Sudan: Elf Zivilisten sterben bei Drohnenangriff auf Markt

Bei einem Drohnenangriff auf einen belebten Markt im Sudan sind mindestens elf Zivilisten ums Leben gekommen. Der Angriff ereignete sich am Donnerstag in einem dicht besiedelten Gebiet, wie lokale Quellen bestätigen. Zahlreiche weitere Menschen wurden verletzt, die genaue Zahl der Opfer könnte noch steigen.

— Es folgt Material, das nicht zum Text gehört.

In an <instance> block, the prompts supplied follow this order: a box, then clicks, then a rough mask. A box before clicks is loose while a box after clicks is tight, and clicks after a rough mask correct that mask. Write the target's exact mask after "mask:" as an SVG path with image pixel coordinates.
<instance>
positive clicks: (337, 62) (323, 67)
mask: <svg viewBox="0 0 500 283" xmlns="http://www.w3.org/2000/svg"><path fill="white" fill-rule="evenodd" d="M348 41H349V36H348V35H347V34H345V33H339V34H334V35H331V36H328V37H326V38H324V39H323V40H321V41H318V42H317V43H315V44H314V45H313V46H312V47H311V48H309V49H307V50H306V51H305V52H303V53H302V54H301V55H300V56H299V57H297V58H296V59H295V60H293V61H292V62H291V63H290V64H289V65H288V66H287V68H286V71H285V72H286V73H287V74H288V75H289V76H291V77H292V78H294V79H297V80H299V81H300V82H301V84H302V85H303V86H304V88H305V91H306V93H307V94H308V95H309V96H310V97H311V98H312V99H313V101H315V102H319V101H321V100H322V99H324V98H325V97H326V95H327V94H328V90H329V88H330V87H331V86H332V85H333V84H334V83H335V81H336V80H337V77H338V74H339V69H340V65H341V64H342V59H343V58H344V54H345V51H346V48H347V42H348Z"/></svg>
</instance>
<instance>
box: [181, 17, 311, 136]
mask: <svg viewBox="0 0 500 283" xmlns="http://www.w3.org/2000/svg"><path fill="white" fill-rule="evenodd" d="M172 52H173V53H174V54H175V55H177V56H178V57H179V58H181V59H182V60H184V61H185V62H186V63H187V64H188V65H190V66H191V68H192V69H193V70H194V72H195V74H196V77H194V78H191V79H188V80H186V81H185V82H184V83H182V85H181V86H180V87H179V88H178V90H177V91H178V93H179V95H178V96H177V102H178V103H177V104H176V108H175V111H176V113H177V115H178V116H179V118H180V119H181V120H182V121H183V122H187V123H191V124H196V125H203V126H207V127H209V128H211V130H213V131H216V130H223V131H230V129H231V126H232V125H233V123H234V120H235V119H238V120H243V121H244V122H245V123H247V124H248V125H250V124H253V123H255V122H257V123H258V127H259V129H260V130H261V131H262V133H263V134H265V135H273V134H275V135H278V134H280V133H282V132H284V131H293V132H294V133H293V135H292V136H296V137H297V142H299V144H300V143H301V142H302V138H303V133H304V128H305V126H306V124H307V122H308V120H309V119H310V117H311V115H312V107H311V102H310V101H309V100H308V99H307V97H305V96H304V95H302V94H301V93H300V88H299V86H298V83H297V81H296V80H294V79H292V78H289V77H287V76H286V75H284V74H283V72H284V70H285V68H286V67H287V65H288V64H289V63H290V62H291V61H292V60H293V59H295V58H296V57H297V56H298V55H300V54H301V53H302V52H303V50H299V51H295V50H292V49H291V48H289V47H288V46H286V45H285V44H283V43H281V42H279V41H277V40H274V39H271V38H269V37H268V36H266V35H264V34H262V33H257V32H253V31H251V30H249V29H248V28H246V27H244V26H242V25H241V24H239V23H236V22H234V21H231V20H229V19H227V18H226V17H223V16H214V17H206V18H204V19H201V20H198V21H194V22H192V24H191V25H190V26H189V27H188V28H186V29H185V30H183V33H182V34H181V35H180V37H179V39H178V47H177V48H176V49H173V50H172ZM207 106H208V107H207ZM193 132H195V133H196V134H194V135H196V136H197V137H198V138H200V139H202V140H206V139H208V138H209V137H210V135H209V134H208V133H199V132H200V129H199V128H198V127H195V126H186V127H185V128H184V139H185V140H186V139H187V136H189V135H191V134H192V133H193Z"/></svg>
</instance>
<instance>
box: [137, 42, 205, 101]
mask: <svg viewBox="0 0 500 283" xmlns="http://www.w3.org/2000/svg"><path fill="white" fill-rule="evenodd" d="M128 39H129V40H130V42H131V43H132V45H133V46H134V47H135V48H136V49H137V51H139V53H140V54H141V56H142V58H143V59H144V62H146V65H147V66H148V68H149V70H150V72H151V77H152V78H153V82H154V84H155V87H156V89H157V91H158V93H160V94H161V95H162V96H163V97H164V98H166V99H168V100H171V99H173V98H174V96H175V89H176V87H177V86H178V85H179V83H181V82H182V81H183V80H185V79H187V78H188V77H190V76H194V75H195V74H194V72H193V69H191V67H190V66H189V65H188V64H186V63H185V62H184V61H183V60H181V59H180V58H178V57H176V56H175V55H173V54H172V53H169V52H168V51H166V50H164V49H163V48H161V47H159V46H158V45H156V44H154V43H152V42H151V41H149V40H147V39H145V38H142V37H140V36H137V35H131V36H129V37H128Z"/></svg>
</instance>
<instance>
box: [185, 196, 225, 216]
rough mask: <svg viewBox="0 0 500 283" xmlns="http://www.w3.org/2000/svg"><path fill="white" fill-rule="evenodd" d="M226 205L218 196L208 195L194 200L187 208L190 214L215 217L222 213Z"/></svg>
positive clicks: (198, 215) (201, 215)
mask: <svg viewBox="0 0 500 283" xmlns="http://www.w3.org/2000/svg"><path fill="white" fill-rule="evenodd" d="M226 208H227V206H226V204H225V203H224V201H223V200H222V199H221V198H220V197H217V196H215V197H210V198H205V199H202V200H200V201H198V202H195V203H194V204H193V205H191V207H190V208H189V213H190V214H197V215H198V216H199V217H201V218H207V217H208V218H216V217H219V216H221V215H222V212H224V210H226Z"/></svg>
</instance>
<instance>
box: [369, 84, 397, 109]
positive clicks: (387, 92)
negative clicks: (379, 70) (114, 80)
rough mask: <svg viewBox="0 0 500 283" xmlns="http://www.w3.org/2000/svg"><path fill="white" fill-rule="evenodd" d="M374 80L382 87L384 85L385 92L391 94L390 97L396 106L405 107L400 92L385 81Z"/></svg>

Angriff trifft Zivilisten während Markttag

Die Drohne schlug während der geschäftigsten Tageszeit ein, als Hunderte Menschen auf dem Markt ihre täglichen Einkäufe tätigten. Augenzeugen berichten von chaotischen Szenen unmittelbar nach der Detonation. Unter den Toten befinden sich auch Frauen und Kinder, die keine Chance hatten, sich in Sicherheit zu bringen.

„Die Menschen liefen in alle Richtungen, überall war Rauch und Staub“, schilderte ein Augenzeuge die dramatischen Momente.

Eskalation des Konflikts fordert zivile Opfer

Der Vorfall reiht sich in eine Serie von Angriffen ein, die in den vergangenen Wochen die Zivilbevölkerung im Sudan getroffen haben. Seit Ausbruch des Konflikts zwischen der sudanesischen Armee und den paramilitärischen Rapid Support Forces (RSF) im April 2023 sind nach UN-Angaben bereits Tausende Menschen ums Leben gekommen. Die tatsächliche Opferzahl dürfte deutlich höher liegen.

Beide Konfliktparteien setzen zunehmend auf Drohnen und schwere Waffen, auch in bewohnten Gebieten. Das hat verheerende Folgen für die Zivilbevölkerung.

Humanitäre Katastrophe verschärft sich

Die Vereinten Nationen warnen seit Monaten vor einer sich dramatisch verschlechternden humanitären Lage im Sudan. Mehr als 10 Millionen Menschen sind auf der Flucht, viele von ihnen hungern. Internationale Hilfsorganisationen beklagen, dass sie kaum noch Zugang zu den betroffenen Gebieten haben.

Der Drohnenangriff auf den Markt zeigt einmal mehr, dass zivile Infrastruktur und Menschenleben im aktuellen Konflikt kaum noch geschützt sind. Menschenrechtsorganisationen fordern beide Seiten auf, das humanitäre Völkerrecht einzuhalten und Angriffe auf Zivilisten zu unterlassen.

Doch bislang gibt’s keine Anzeichen für eine baldige Deeskalation. Die internationale Gemeinschaft sucht weiterhin nach Wegen, um die Konfliktparteien an den Verhandlungstisch zu bringen und der leidenden Bevölkerung zu helfen.